How To Install Pip and Conda on the Same Machine

Installing Pip and Conda on the same machine is easy to do with pyenv. Maybe you work on testing a product for different environments, or maybe you just want to try out the two packaging tools to see which one you like best. Either way, pyenv lets you install and manage both with no conflicts.

The Basics First: Pip, Pyenv, Anaconda and Miniconda

For the benefit of those who may not be deeply entrenched Python nerds like me, I should probably back up a bit here and give an overview first. Feel free to skip this section if this is old hat to you. With that, here’s an overview of what these tools are:

  • Pip is probably the best known tool on the list. It is the Package Installer for Python. Pip is how most Python developers third party packages, that is to say, libraries that don’t come with Python by default.

  • Anaconda is a very heavyweight Python distribution, that includes Python, a tool called conda for installing third party packages, and many, many Python packages, especially those that relate to data science. Those who like Anaconda don’t mind installing the Internet on their computers in exchange for the convenience of getting straight to work. But for many other folks, Anaconda is a form of bloatware that’s unnecessary.

  • Miniconda is a more lightweight distribution for people who want the benefits of using the conda tool without all the bloat that Anaconda installs. Miniconda installs a Python version, pip, and the minimal libraries needed to run conda.

  • Pyenv is a tool for managing multiple Python installations. Unlike the venv tool, which creates isolated environments for different sets of packages using the default python3 installation, for example, with pyenv you can install multiple versions of Python itself. Let’s say you have one project that you work on that’s on Python 3.6.2, and another that’s on 3.10.1, and you need to be able to switch easily between the two. Pyenv lets you do this.

Using Pyenv to Support Both Pip and Miniconda

Assuming you have a reason to want to support having some projects on your machine based on pip and others based on conda, this can easily be done using pyenv. For more information on pyenv, see our article, Installing Pyenv on a Mac. Windows users should follow the installation instructions for the pyenv-win project.

Assuming you have pyenv installed and configured, you likely have a pyenv global configuration already set up. For example, on my case in a directory without a local python configuration set up, I can query the python version and what pyenv is managing locally like this:

% python --version
Python 3.10.1
% pyenv global
3.10.1

I wanted to be able to work with conda, so first I created a directory for conda to manage:

mkdir conda
cd conda

Next, I queried pyenv using pyenv install -l to see if I could narrow down the latest miniconda versions.

pyenv install -l | grep miniconda | grep latest

miniconda-latest
miniconda2-latest
miniconda3-latest

As a side note, I later learned that the Python version for miniconda that was marked as “latest” in pyenv was not the most recent.
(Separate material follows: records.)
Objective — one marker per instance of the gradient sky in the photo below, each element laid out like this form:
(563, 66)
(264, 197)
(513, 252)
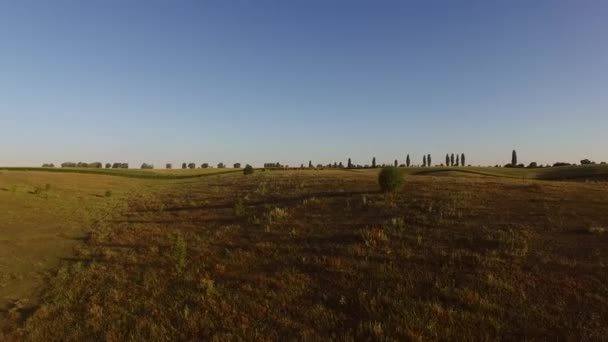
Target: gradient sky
(289, 81)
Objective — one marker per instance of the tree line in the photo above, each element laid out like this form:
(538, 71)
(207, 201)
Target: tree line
(451, 160)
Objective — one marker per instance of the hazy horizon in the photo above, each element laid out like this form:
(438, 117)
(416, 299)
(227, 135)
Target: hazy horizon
(254, 82)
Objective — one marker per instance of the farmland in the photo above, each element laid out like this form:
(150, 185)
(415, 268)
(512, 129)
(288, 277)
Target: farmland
(458, 253)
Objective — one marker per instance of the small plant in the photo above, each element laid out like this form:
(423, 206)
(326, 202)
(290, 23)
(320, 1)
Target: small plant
(390, 179)
(239, 208)
(248, 170)
(276, 215)
(179, 254)
(373, 237)
(595, 230)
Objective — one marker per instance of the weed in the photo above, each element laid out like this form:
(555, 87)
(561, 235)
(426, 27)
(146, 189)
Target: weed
(179, 253)
(276, 215)
(239, 208)
(596, 230)
(373, 237)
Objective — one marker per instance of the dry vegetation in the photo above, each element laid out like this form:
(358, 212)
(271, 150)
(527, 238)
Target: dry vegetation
(323, 254)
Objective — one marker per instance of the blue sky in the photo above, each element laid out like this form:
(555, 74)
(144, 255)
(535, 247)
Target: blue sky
(290, 81)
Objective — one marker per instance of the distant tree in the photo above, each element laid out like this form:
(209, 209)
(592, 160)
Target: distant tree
(248, 170)
(390, 179)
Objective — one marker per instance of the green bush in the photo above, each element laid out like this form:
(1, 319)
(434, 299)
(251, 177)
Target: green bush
(248, 170)
(390, 179)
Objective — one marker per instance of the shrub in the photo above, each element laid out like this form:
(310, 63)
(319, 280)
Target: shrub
(248, 170)
(390, 179)
(179, 254)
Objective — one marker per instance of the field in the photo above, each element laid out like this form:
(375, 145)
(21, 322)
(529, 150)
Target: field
(465, 253)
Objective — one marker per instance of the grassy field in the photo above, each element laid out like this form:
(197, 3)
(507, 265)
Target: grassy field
(321, 255)
(42, 218)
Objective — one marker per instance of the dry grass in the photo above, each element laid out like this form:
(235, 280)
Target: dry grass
(324, 255)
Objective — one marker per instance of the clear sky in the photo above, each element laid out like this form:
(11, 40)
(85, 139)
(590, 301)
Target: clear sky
(289, 81)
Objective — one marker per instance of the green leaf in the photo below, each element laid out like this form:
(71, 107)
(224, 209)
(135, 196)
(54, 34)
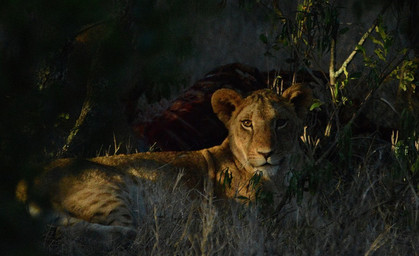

It was about two point revisions behind the latest stable release, but this did not impact me. If you leave off the "| grep latest" pipe above, of course, you can choose any version more precisely.

The next step is to install the version you want and to activate it locally.

pyenv install miniconda3-latest
...
pyenv local miniconda3-latest

At this point, conda is installed, and you can start using it. (Note, that for certain commands below, you maybe be prompted to run conda init and re-start the shell first).

To use conda, we can create a shell and install some starter packages at the same time. For example:

conda create --name datasci pandas matplotlib jupyterlab jupyter

This creates an environment called “datasci” and installs several packages into it. You’ll be prompted to continue, and when the installation completes, you’ll see something like this:

#
# To activate this environment, use
#
#     $ conda activate datasci
#
# To deactivate an active environment, use
#
#     $ conda deactivate

You can now activate the environment as shown, and then run “jupyter lab” for example to launch a Jupyter lab environment and start coding in Jupyter notebooks.

Of course, there’s a lot more that you can do with conda than this – for a more complete list, a good starting point is the conda commands reference page.

Closing Thoughts on Pyenv

The more I work with pyenv, the more I like how cleanly it separates environments, and now that I’ve learned that being able to control conda and pip environments separately, I’m even more of a fan.

For example, given the example above, from the conda environment, when you’re done, simply run “conda deactivate” to deactivate the conda environment. At that point, move out of the conda directory (where miniconda is active locally for pyenv), and you’re back to a “regular” Python world that you can manage with pip and the venv module.

This gives you complete freedom to try out both tools, and if it turns out you really love conda’s way of doing things, you can always install it as the default with “pyenv global”.

One limitation I’m aware of with this approach is that conda also has the ability to manage complete Python environments – including different Python versions – so there’s some overlap between what it does and what pyenv does. I suppose if I came from a conda “tradition” that would seem natural to me, but for now I’ll manage the global environment – including miniconda – using pyenv.